I suffer. I hurt. I’m tired. Sometimes. I share these feelings with so many as we enter this new year.
But, in spite of this, so many of us found a way to bring some celebration to the just past holiday season. The actual holidays occurred on consecutive Saturdays. I liked that so much that I’ve decided to make each of my Saturdays this year a holiday! I’ll still suffer and hurt and be tired, but that’s all the more reason to give myself the gift of celebration each week.
So, to add specialness to my year, I will crown my Saturdays with a holiday spirit of good will, joy, and peace among all my neighbors in this nation, and beyond to the world.
And I will practice the power of peace each day.
As we start the New Year, I’ve been thinking—not about a great quotation, but about a cartoon I saw recently. Two characters are talking:
CHARACTER #1: What a mess the world is! I’m so worried about 2022 and what might happen.
CHARACTER #2: I think there will be flowers.
CHARACTER #1: Why do you say that?
CHARACTER #2: Because I’m planting flowers.
I realize this may sound a little sentimental or simplistic to some; I get that. But I also think it points to a pretty profound possibility.
First, because it’s about the law of nature: we reap what we sow. You can’t plant lemons and get cherries. If you want flowers, plant flowers.
Second, because no matter what is happening in the world, the one thing I have control of is me—what I’m doing, what I’m living for, how I respond, my attitudes, conversations, behaviors, what I bring to each day and to each relationship.
Every day we’re all putting something into the world.

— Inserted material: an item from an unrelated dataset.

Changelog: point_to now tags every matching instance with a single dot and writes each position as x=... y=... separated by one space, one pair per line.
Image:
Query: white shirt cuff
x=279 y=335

We’re all planting something.
And third, even though planting seems like a small, seemingly insignificant action, it creates significant possibilities. As Samuel Johnson said: “We create the future with the present.”
For example, what kind of future can I create by planting cynicism? By being a big critic of everything and everyone? By just being a complainer? Is there any future to that?
On the other hand, if I want a loving future, I must love freely now. Each day brings opportunities for planting things like genuine caring, honesty, respect, deep listening, real presence, generosity, humor, courage, thoughtfulness, creativity.
So maybe the big question of the New Year is not so much what might happen. Maybe the big question is: what will I plant?